InternVL2-2B-AWQ - 跨多语言多图像任务的高效视觉语言模型

InternVL2-2B-AWQ项目介绍

项目背景

InternVL2-2B-AWQ是一个提供图片到文字转换的多模态模型项目。它基于OpenGVLab的InternVL2-2B基础模型，利用了先进的量化技术来提升模型的推理速度。该项目不仅支持图像和视频的识别和描述，还能通过自定义代码实现更复杂的视觉和语言结合任务。

技术细节

InternVL2-2B-AWQ项目采用了一种称为AWQ的量化算法，这是INT4的权重量化方法。通过高性能的CUDA内核支持，4bit量化模型的推理速度比传统FP16计算快了2.4倍。这对于需要快速处理大规模数据的应用场景来说，极具吸引力。

支持的GPU型号

该项目支持以下NVIDIA的GPU型号进行W4A16推理：

Turing (sm75): 20系列, T4
Ampere (sm80, sm86): 30系列, A10, A16, A30, A100
Ada Lovelace (sm90): 40系列

在进行量化和推理之前，需要确保已经安装lmdeploy软件包。

pip install lmdeploy==0.5.3

推理功能

InternVL2-2B-AWQ提供支持批量离线推理的功能，可以通过以下示例代码进行尝试：

from lmdeploy import pipeline, TurbomindEngineConfig
from lmdeploy.vl import load_image

model = 'OpenGVLab/InternVL2-2B-AWQ'
image = load_image('https://raw.githubusercontent.com/open-mmlab/mmdeploy/main/tests/data/tiger.jpeg')
backend_config = TurbomindEngineConfig(model_format='awq')
pipe = pipeline(model, backend_config=backend_config, log_level='INFO')
response = pipe(('describe this image', image))
print(response.text)

有关更多管道参数的信息，请参阅官方的文档。

服务部署

使用LMDeploy的api_server，可以通过一行命令轻松将模型打包成服务。它提供的RESTful API与OpenAI的接口兼容。以下是服务启动的示例：

lmdeploy serve api_server OpenGVLab/InternVL2-2B-AWQ --backend turbomind --server-port 23333 --model-format awq

为了使用OpenAI样式的接口，需要安装OpenAI库：

pip install openai

然后，通过以下代码进行API调用：

from openai import OpenAI

client = OpenAI(api_key='YOUR_API_KEY', base_url='http://0.0.0.0:23333/v1')
model_name = client.models.list().data[0].id
response = client.chat.completions.create(
    model=model_name,
    messages=[{
        'role':
        'user',
        'content': [{
            'type': 'text',
            'text': 'describe this image',
        }, {
            'type': 'image_url',
            'image_url': {
                'url':
                'https://modelscope.oss-cn-beijing.aliyuncs.com/resource/tiger.jpeg',
            },
        }],
    }],
    temperature=0.8,
    top_p=0.8)
print(response)

许可和引用

该项目根据MIT许可协议开放，而InternLM2则根据Apache-2.0许可协议开放。

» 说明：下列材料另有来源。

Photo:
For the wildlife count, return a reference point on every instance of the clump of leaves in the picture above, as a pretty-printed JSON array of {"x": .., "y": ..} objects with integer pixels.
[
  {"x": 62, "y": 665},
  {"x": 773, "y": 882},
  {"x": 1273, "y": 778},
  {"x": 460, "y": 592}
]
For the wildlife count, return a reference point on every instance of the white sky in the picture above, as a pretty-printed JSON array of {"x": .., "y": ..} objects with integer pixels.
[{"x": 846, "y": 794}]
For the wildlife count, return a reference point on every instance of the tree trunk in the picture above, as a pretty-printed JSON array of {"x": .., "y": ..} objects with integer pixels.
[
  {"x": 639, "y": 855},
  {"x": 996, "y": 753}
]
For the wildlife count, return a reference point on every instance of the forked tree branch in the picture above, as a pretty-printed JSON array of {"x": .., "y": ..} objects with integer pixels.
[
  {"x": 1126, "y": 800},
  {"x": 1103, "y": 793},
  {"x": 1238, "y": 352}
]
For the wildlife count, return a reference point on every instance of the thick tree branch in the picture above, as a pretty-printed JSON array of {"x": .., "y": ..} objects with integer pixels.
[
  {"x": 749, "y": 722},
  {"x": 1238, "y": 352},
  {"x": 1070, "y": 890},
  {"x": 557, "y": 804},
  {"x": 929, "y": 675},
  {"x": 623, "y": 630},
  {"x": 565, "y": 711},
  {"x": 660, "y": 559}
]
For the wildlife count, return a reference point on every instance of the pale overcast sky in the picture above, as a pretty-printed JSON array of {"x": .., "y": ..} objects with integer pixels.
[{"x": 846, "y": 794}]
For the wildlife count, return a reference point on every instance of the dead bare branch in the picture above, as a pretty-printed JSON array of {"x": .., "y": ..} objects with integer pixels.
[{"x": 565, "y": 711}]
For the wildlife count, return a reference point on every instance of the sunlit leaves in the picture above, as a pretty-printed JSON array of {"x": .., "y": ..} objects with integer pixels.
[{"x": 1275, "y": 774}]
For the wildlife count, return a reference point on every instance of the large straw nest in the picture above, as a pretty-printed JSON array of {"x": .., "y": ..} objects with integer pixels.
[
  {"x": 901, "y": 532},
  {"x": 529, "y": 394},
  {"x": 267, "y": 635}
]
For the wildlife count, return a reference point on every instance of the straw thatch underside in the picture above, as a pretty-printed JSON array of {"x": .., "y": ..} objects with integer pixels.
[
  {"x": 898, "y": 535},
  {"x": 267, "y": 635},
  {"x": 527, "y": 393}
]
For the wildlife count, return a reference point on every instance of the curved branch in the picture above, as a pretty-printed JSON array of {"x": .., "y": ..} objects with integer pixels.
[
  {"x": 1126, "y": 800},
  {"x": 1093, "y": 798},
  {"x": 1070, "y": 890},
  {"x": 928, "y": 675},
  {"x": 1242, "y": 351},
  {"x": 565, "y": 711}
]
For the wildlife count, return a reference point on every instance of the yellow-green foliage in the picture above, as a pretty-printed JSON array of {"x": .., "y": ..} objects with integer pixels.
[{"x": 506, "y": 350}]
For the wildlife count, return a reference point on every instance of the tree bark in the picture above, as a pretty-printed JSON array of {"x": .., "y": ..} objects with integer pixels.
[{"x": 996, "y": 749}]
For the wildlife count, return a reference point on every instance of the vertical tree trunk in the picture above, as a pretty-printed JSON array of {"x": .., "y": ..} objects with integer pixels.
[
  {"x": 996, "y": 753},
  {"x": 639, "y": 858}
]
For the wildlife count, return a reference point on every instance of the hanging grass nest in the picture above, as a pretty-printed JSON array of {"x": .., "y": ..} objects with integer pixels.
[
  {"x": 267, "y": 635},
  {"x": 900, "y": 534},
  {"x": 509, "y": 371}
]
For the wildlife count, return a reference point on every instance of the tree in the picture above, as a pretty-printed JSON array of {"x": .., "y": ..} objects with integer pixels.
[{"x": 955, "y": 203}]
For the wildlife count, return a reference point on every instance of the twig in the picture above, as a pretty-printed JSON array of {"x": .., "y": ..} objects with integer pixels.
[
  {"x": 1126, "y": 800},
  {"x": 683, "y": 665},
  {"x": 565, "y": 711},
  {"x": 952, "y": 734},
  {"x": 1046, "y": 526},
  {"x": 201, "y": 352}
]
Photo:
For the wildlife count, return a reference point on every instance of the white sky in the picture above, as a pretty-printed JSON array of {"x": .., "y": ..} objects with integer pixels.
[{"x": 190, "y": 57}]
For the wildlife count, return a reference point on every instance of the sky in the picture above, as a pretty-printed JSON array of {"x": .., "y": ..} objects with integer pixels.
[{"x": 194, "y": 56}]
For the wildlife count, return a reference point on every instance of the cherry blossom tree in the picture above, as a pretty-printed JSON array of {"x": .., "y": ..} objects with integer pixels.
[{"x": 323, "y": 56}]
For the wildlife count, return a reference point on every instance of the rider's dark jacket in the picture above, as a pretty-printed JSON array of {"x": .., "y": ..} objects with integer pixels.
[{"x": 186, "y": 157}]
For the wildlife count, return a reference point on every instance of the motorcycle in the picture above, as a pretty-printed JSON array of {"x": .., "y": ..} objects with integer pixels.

如果您在研究中发现该项目有用，请考虑引用相关论文：

@article{chen2023internvl,
  title={InternVL: Scaling up Vision Foundation Models and Aligning for Generic Visual-Linguistic Tasks},
  author={Chen, Zhe and Wu, Jiannan and Wang, Wenhai and Su, Weijie and Chen, Guo and Xing, Sen and Zhong, Muyan and Zhang, Qinglong and Zhu, Xizhou and Lu, Lewei and Li, Bin and Luo, Ping and Lu, Tong and Qiao, Yu and Dai, Jifeng},
  journal={arXiv preprint arXiv:2312.14238},
  year={2023}
}
@article{chen2024far,
  title={How Far Are We to GPT-4V? Closing the Gap to Commercial Multimodal Models with Open-Source Suites},
  author={Chen, Zhe and Wang, Weiyun and Tian, Hao and Ye, Shenglong and Gao, Zhangwei and Cui, Erfei and Tong, Wenwen and Hu, Kongzhi and Luo, Jiapeng and Ma, Zheng and others},
  journal={arXiv preprint arXiv:2404.16821},
  year={2024}
}

总之，InternVL2-2B-AWQ项目在视觉基础模型的扩展和通用视觉语言任务的对齐上做出了显著进展，为研究和商业应用提供了强有力的支持。